A cloud integration perspective
I got an opportunity to attend the Snowflake Summit (June 3-6) with the SnapLogic team. Snowflake has been one of the two dominant cloud warehouse platforms in the market along with Amazon Redshift, and the event showcased that dominance. I saw a diverse set of Snowflake customers and prospects from retail to biosciences, from Fortune 100 enterprises to small startups. The entire Snowflake ecosystem was also on display at the conference. The expo floor – ‘Basecamp’ – was filled with booths from a number of Snowflake partners including SnapLogic.
At the event, Snowflake announced some interesting new features such as Snowflake Materialized Views and Database replication and failover across multiple regions or cloud service providers. You can read more about these features here. But my biggest insights came from the various breakout sessions at the Snowflake Summit. I learned about the challenges Snowflake customers are facing and the strategies they’re adopting to tackle those challenges.
Here are some common challenges IT teams faced before adopting Snowflake.
- Performance issues on Monday mornings when everyone is returning to work and hitting refresh on their dashboards
- High costs due to compute provisioning for the peak loads with other data warehouses; lack of auto-elasticity
- Data explosion; being forced to throw out data such as clickstream data, carrier logistics data, and CRM data due to the limited storage of on-premises-based appliances
- Managing data centers and servers prevents organizations from adapting to market shifts and stifles innovation
- ETL/ELT tools in the form of scripts are fragile and hard to maintain
Here are three major themes from the solutions customers adopted to deal with the above challenges:
1. Multi-tool strategy
Most companies have a multi-tool strategy when it comes to data integration. The software as a service (SaaS) consumption model enables such a strategy. With the SaaS model, organizations can evaluate multiple software products in a short period of time and then build a process/workflow to tie all those tools together. It is easy to adopt multiple tools as long as the sprawl is manageable.
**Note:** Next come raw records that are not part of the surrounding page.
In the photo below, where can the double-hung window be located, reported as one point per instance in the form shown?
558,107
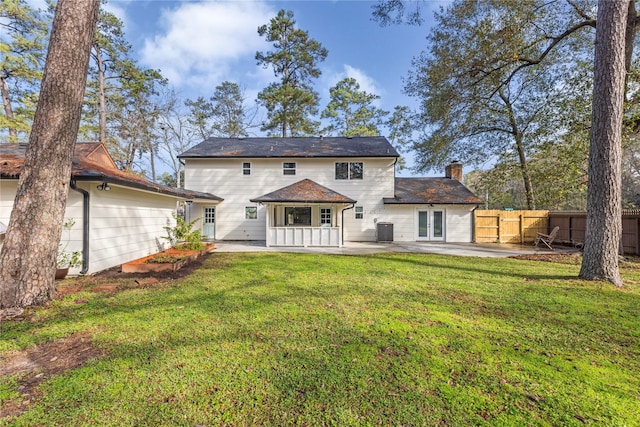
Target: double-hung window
325,217
349,170
251,212
288,168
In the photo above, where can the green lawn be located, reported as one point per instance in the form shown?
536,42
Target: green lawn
304,339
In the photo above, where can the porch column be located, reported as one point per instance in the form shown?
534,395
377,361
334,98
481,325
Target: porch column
268,221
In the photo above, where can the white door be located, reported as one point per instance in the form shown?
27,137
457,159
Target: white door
209,222
430,224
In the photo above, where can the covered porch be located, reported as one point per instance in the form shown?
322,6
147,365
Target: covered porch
304,214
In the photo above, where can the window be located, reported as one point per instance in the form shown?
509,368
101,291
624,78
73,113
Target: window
349,170
289,168
251,212
355,170
342,170
325,217
297,216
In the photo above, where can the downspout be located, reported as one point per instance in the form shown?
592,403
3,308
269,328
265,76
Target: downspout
85,226
353,205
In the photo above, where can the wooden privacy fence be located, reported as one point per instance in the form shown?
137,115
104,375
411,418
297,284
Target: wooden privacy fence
496,226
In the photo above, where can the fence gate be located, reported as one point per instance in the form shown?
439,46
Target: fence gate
496,226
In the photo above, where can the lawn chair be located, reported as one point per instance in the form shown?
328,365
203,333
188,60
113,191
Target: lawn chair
547,239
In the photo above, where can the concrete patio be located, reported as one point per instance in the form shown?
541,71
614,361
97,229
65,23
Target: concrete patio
360,248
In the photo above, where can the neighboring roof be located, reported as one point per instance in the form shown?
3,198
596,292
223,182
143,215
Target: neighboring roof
305,191
431,191
365,146
92,162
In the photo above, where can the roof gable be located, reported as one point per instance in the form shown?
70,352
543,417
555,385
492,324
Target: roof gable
431,190
370,146
305,191
92,162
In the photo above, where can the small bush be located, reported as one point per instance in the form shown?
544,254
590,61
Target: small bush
164,259
182,233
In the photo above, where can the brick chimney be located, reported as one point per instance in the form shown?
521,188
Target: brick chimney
454,171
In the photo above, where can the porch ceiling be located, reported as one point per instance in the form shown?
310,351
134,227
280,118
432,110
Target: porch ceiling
305,191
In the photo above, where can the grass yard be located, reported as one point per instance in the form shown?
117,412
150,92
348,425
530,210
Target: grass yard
303,339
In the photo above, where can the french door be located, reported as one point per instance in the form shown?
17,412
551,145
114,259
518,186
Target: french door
430,224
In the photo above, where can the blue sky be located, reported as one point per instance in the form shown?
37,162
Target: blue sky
199,44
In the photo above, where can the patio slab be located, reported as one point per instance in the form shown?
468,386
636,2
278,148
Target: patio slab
360,248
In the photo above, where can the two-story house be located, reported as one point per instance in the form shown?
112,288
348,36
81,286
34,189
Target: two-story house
322,191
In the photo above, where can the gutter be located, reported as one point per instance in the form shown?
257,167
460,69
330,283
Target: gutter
85,226
353,205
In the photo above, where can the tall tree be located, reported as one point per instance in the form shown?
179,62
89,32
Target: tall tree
473,106
291,103
109,55
545,40
604,227
351,110
134,114
230,117
23,33
200,112
175,135
224,114
401,127
28,256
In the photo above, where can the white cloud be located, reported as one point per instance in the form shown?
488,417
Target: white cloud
199,43
367,83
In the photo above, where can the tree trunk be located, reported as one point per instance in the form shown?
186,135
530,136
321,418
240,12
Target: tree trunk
8,110
604,212
28,257
522,157
101,97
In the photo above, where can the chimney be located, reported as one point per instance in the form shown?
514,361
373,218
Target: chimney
454,171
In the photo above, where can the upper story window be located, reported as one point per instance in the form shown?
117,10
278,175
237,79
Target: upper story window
288,168
349,170
251,212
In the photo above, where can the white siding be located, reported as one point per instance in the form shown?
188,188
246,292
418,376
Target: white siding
125,224
72,239
224,178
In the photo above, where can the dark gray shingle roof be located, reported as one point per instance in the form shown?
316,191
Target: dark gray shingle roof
365,146
431,190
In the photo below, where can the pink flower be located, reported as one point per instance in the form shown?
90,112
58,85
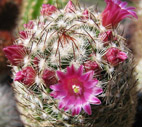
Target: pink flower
15,54
49,77
85,14
26,76
36,61
70,7
106,36
23,34
29,25
91,66
114,56
76,90
115,11
48,9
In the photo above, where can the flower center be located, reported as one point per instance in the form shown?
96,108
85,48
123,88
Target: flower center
76,89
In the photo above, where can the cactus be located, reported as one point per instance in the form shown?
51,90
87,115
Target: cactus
8,113
31,8
9,13
71,68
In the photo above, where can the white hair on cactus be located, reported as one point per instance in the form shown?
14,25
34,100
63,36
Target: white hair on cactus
27,61
9,116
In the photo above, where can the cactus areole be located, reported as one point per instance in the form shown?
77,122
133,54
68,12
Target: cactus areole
71,68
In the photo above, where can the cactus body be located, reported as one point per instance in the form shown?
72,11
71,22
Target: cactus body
70,47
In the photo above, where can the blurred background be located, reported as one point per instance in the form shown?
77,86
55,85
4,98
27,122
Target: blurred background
14,13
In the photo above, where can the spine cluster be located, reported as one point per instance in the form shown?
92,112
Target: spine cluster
68,67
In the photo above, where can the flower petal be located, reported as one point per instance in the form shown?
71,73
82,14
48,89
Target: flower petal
87,109
95,100
97,90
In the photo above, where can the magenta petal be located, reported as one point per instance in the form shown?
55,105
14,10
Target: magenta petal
87,109
71,100
58,94
61,104
80,71
61,75
88,76
76,110
91,84
97,90
122,55
95,100
56,87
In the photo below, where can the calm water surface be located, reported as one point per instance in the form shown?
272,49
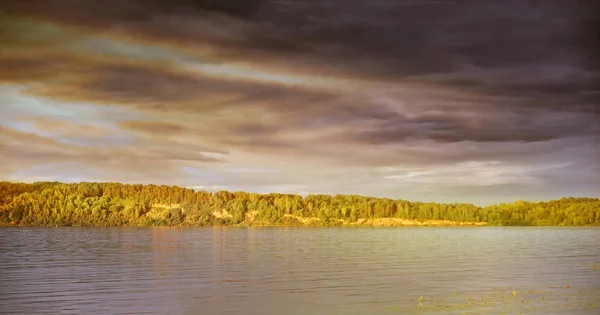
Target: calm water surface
300,270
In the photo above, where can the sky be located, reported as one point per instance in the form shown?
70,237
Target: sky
447,101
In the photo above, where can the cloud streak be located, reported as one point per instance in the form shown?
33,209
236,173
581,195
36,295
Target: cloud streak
321,95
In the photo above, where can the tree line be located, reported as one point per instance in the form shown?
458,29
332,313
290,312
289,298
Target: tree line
116,204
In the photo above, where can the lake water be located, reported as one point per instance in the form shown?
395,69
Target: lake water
231,270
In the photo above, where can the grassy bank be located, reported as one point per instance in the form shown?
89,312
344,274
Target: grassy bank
114,204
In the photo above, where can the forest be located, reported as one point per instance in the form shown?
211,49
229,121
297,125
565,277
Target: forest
115,204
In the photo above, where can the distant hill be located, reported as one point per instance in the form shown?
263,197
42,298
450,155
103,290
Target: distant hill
115,204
However, as the business needs evolve, and as your tools ecosystem changes, you have to periodically – ~every 1.5 to 2 years – evaluate the set of tools you are using. I noticed that while a few organizations constantly reevaluated their tool sets, others kept using suboptimal tools. Every organization has inertia when it comes to enterprise applications and business processes. Hence, it is important to choose a tool based not just on the current needs but also on future ones.
2. Faster time-to-value
Startups are always facing intense pressure to stay competitive, stay relevant, and grow their customer base. While startups want to use tools that give them an edge, they can’t afford to go through long evaluation cycles when choosing a new software vendor. They are looking for tools which make them productive and are also easy to evaluate.
A number of Snowflake customers picked a tool for their Snowflake ecosystem to solve a specific need such as data load and data replication. A point-to-point tool like this meets their immediate need while staying within their limited budgets.
So, to attract startups, it is important that a SaaS product provides:
- A free trial, possibly with resources for a self-directed POC
- A seamless onboarding process for new users
- Support and a user community for trial users so they can quickly find answers
- Quick-start solutions on public cloud platforms
3. Reliance on scripting
SQL or Python scripting is still a dominant tool for data warehouse teams. In fact, some teams have a SQL standard where analysts write queries in SQL and own the data transformation logic.
Many SaaS applications in the space of integration and analytics have moved towards enabling business users with a low-to-no-code platform for building integrations or for preparing data for building dashboards. However, when it comes to preparing and loading data into a data warehouse such as Snowflake, data engineers still run the show.
They rely heavily on their coding and scripting skills. That said, I also saw signs that they will adopt automated tools and pre-built connectors that will allow them to focus on more strategic work – making sure the end-user experience is optimal, the data transformation logic is accurate, the workflows are performant, etc.
As more and more organizations take steps to collect data and gain insights from that data, the importance of data warehouse, data engineering, and data integration tools will continue to grow. The SnapLogic Intelligent Integration Platform – a unified solution that empowers data engineers, business analysts, and integration specialists to build end-to-end data and application integration – is well positioned to capture this growth opportunity.